In early February I wrote about coordinating schedules with your team. I didn’t actually provide much new information, but rather was asking the question how geographically dispersed teams can do centralized scheduling without the benefit of some big computer in the sky (an exchange server) doing the heavy lifting. I mentioned 30Boxes at the time as a possible solution. I’ve been playing with it over the last couple of months and see some great possibilities. TechCrunch just did a good quick review and it’s worth a read. Today Google released their Calendar webapp. I’ve used 30boxes a bit more than Gcal, but I wanted to give an early comparison between the two.
Let’s look at 30Boxes first. First, 30b is very simple to use. You can type “meeting on Thursday at 2 with Jim” and 30Boxes figures out exactly what you mean and adds that to your calendar. The ability of 30b to parse real world English is pretty amazing. It’s not perfect, but it’s very, very handy. You can even add a bookmarklet to FireFox that, when clicked, opens a little box for adding appointments. Click “new event”, type in your real English language appointment and it automatically gets added to your 30Boxes calendar.
Calendar View– Here’s a view of my calendar from April. It’s pretty straightforward, not overly sexy. I’d say it’s clean though.
Sharing – 30b has all kinds of ways to share your calendar. First, when you’re entering an appontment you can invite another person to that event simply by adding “+joe@abc.com” to the end of the description. Beyond that there are many ways for people to subscribe to your calendar or a subset of it. You can choose to share the entire calendar, a special shared view or even create a custom view. Then, as you can see in the picture to the right, each view offers a number of ways for people to subscribe that view. These include sycing to Outlook 2003 (with an add-in) or 2007.
Importing – In early March, 30b added this feature, but it’s not nearly as clean as GCal’s. It’s a great start though and will surely be improved.
Let’s take a look at Google Calendar now. It just went public today, as far as I can tell but people have been writing about it for a while though, like here and here and countless other places. Most folks seem to think that GCal would be released in 2005.

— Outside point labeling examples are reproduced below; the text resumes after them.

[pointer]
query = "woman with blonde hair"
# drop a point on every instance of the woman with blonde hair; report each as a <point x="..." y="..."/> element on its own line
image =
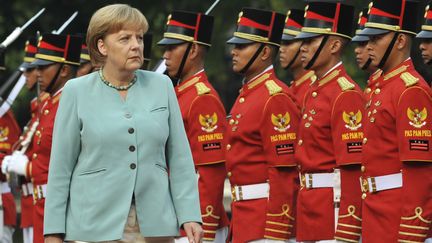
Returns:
<point x="121" y="169"/>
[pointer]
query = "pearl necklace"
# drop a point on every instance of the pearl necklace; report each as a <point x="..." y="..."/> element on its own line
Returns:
<point x="119" y="88"/>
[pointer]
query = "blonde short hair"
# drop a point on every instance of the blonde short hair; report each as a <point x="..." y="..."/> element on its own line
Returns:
<point x="111" y="19"/>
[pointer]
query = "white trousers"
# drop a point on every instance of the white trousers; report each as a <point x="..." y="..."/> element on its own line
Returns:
<point x="28" y="235"/>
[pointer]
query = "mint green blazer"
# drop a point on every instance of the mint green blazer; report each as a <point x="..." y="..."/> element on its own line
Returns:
<point x="106" y="149"/>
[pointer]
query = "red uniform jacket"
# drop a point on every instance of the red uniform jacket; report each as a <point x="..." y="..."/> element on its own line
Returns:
<point x="27" y="201"/>
<point x="39" y="162"/>
<point x="300" y="86"/>
<point x="204" y="120"/>
<point x="261" y="142"/>
<point x="330" y="136"/>
<point x="397" y="139"/>
<point x="9" y="134"/>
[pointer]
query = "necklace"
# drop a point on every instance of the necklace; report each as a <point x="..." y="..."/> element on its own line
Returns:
<point x="121" y="87"/>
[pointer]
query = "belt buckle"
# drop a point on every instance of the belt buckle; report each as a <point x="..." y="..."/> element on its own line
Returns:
<point x="35" y="195"/>
<point x="233" y="194"/>
<point x="310" y="180"/>
<point x="364" y="185"/>
<point x="302" y="181"/>
<point x="373" y="184"/>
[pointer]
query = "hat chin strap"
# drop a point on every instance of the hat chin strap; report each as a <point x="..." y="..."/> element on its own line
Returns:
<point x="52" y="82"/>
<point x="312" y="61"/>
<point x="183" y="62"/>
<point x="252" y="60"/>
<point x="293" y="60"/>
<point x="388" y="51"/>
<point x="367" y="64"/>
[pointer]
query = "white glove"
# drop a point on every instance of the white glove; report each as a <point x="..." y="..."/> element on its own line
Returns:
<point x="19" y="164"/>
<point x="6" y="163"/>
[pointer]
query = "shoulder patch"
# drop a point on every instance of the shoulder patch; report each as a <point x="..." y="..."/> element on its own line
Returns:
<point x="345" y="84"/>
<point x="272" y="87"/>
<point x="408" y="79"/>
<point x="202" y="88"/>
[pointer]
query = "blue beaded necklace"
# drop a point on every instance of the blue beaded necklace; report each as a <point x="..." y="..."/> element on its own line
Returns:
<point x="119" y="88"/>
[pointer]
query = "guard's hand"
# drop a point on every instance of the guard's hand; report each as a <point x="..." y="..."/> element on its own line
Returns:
<point x="5" y="164"/>
<point x="19" y="164"/>
<point x="194" y="232"/>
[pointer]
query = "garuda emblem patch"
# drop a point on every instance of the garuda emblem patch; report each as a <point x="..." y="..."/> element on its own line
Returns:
<point x="417" y="118"/>
<point x="352" y="120"/>
<point x="281" y="122"/>
<point x="208" y="123"/>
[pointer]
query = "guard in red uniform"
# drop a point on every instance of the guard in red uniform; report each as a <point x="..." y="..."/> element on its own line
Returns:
<point x="148" y="38"/>
<point x="9" y="134"/>
<point x="331" y="130"/>
<point x="362" y="56"/>
<point x="23" y="144"/>
<point x="57" y="60"/>
<point x="186" y="41"/>
<point x="425" y="36"/>
<point x="361" y="53"/>
<point x="397" y="158"/>
<point x="289" y="55"/>
<point x="261" y="135"/>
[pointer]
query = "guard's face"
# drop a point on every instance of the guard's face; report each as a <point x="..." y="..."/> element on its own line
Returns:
<point x="241" y="54"/>
<point x="377" y="46"/>
<point x="287" y="52"/>
<point x="123" y="50"/>
<point x="426" y="50"/>
<point x="84" y="69"/>
<point x="308" y="49"/>
<point x="173" y="56"/>
<point x="361" y="53"/>
<point x="31" y="77"/>
<point x="45" y="74"/>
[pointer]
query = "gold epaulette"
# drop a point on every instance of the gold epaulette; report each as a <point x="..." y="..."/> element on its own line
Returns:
<point x="202" y="88"/>
<point x="345" y="84"/>
<point x="409" y="79"/>
<point x="376" y="75"/>
<point x="272" y="87"/>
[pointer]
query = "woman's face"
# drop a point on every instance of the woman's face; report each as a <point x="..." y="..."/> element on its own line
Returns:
<point x="123" y="50"/>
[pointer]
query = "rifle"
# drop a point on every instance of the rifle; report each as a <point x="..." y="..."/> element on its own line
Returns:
<point x="161" y="67"/>
<point x="4" y="106"/>
<point x="13" y="36"/>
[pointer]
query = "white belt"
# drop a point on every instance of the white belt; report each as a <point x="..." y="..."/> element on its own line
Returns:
<point x="27" y="189"/>
<point x="323" y="180"/>
<point x="381" y="183"/>
<point x="249" y="192"/>
<point x="5" y="187"/>
<point x="39" y="192"/>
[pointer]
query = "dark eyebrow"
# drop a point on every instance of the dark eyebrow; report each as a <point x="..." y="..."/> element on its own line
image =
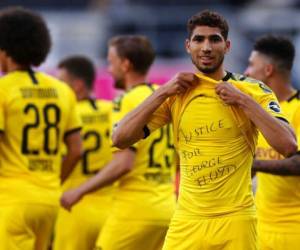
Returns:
<point x="215" y="36"/>
<point x="198" y="37"/>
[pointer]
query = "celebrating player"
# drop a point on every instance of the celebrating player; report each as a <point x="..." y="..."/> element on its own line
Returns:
<point x="277" y="197"/>
<point x="216" y="115"/>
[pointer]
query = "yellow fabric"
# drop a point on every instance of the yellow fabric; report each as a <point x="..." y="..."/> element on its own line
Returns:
<point x="79" y="229"/>
<point x="215" y="143"/>
<point x="237" y="233"/>
<point x="278" y="197"/>
<point x="278" y="241"/>
<point x="96" y="129"/>
<point x="146" y="193"/>
<point x="26" y="227"/>
<point x="42" y="113"/>
<point x="89" y="215"/>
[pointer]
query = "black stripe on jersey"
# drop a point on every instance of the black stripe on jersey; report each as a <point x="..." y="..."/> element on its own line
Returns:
<point x="117" y="102"/>
<point x="150" y="86"/>
<point x="296" y="95"/>
<point x="227" y="76"/>
<point x="282" y="119"/>
<point x="132" y="148"/>
<point x="32" y="76"/>
<point x="93" y="103"/>
<point x="72" y="131"/>
<point x="146" y="131"/>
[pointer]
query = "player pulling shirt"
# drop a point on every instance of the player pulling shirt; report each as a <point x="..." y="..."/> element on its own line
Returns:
<point x="144" y="199"/>
<point x="89" y="215"/>
<point x="36" y="112"/>
<point x="215" y="143"/>
<point x="278" y="197"/>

GCal Calendar View – Here’s how April looks in Google. Not all the appointments are the same as the 30Boxes calendar because I don’t have everything synced up properly. Google actually represents my Outlook calendar pretty well, since I imported it. I really like the Google view better, especially for multi-day activities. They just seems to pop out better.
Sharing – Gcal doesn’t offer quite as many sharing options as 30Boxes. Gcal provides you with basically two views and two ways to subcribe, XML or iCal. I thinks these are solid options, but without the tagging options available in 30boxes, I don’t suppose there are too many choices.

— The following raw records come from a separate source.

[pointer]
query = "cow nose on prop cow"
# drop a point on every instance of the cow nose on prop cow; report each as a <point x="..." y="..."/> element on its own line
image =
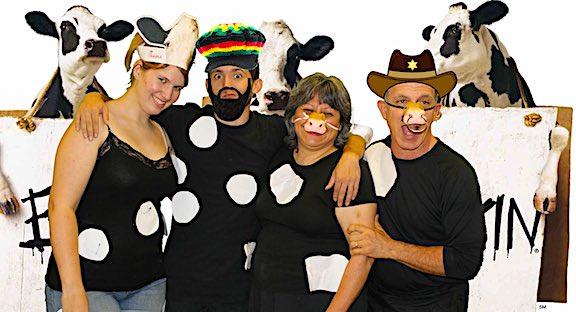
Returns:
<point x="96" y="48"/>
<point x="414" y="117"/>
<point x="277" y="100"/>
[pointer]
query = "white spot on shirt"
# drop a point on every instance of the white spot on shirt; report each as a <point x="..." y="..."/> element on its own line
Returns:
<point x="203" y="132"/>
<point x="325" y="272"/>
<point x="249" y="251"/>
<point x="242" y="188"/>
<point x="93" y="244"/>
<point x="185" y="206"/>
<point x="180" y="167"/>
<point x="147" y="220"/>
<point x="285" y="184"/>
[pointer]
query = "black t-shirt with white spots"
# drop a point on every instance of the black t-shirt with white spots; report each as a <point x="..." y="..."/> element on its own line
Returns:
<point x="299" y="223"/>
<point x="119" y="221"/>
<point x="219" y="169"/>
<point x="435" y="201"/>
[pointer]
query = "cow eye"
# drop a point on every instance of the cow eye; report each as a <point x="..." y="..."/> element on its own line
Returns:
<point x="65" y="26"/>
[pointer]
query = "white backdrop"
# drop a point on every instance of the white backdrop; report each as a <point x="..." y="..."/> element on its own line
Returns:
<point x="537" y="34"/>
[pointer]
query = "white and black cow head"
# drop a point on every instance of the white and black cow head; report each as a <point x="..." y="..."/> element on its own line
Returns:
<point x="462" y="43"/>
<point x="279" y="60"/>
<point x="82" y="48"/>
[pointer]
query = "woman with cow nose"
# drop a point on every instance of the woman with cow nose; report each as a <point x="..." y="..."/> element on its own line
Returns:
<point x="105" y="224"/>
<point x="301" y="261"/>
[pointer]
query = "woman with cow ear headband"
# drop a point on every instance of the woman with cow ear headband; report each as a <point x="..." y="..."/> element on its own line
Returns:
<point x="106" y="228"/>
<point x="302" y="260"/>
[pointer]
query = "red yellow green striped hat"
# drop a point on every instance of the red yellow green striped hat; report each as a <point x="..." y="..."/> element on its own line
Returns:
<point x="231" y="44"/>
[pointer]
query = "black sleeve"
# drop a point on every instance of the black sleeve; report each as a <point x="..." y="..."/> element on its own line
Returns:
<point x="366" y="192"/>
<point x="276" y="130"/>
<point x="464" y="224"/>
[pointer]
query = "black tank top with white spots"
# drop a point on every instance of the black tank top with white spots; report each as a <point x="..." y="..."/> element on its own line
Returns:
<point x="119" y="221"/>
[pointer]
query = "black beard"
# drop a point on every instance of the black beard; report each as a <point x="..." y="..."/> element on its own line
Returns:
<point x="229" y="109"/>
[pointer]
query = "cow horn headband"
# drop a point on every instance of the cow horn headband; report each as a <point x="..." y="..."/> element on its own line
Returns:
<point x="175" y="46"/>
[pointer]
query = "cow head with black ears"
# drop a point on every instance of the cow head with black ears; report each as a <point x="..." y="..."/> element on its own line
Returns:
<point x="82" y="49"/>
<point x="486" y="73"/>
<point x="487" y="76"/>
<point x="279" y="60"/>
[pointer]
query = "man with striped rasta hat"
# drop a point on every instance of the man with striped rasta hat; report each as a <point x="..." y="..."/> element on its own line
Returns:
<point x="232" y="53"/>
<point x="221" y="152"/>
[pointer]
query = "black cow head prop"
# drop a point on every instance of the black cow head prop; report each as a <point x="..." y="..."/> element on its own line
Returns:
<point x="279" y="60"/>
<point x="487" y="75"/>
<point x="82" y="48"/>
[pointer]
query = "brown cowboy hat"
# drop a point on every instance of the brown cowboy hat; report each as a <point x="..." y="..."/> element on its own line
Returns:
<point x="407" y="68"/>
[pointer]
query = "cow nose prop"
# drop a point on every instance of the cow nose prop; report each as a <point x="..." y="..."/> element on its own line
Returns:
<point x="414" y="117"/>
<point x="96" y="48"/>
<point x="316" y="122"/>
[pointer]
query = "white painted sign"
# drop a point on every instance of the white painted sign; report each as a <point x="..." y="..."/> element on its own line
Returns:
<point x="507" y="156"/>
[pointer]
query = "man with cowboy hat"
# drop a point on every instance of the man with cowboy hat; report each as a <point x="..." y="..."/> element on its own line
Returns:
<point x="430" y="233"/>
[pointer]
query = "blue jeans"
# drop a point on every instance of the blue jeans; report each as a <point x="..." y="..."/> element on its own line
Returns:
<point x="149" y="298"/>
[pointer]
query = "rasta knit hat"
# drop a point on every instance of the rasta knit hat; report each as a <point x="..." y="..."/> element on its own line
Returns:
<point x="231" y="44"/>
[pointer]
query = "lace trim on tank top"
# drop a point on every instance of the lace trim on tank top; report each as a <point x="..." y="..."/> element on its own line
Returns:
<point x="162" y="163"/>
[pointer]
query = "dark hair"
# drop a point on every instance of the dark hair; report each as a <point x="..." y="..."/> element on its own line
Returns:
<point x="330" y="90"/>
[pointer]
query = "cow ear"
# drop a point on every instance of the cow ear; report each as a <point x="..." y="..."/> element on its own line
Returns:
<point x="115" y="32"/>
<point x="488" y="13"/>
<point x="426" y="32"/>
<point x="316" y="48"/>
<point x="292" y="63"/>
<point x="41" y="23"/>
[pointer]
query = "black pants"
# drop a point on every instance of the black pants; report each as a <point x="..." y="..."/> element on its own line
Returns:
<point x="455" y="300"/>
<point x="262" y="300"/>
<point x="207" y="307"/>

Importing – GCal hits a home run in this department. You can import from a variety of sources, including Outlook. You simply browse to the right file, (CSV or iCal) and away you go. It’s fast and easy.
Summary: For my purposes either of these calendars will work fine. In 30Boxes favor is the English language appointment parsing and a ravenous user community. It wasn’t 30Boxes who wrote the Firefox bookmarklet, it was the community. I don’t think there will be the same kind of adoption for GCal. While Google gets enormous number of users, I don’t think they inspire the same community of committed developers that other startups (like 30Boxes) do. Also in 30Boxes’ favor are numerous tagging and subscription options. There are just all kinds of ways to catagorize, tag and share your information. 30Boxes is really set up to do social calendaring, plugging in well to thinks like chat, Flickr, blogs, etc.
In GCal’s favor is the ability is the strong user base and the attractive layout. GCal also offers more calendar views day, month, 4–day, etc. But it’s primarily a calendaring application that isn’t concerned so much with the social aspects of calendar sharing. Whether this is a strength or weakness is up to you to decide.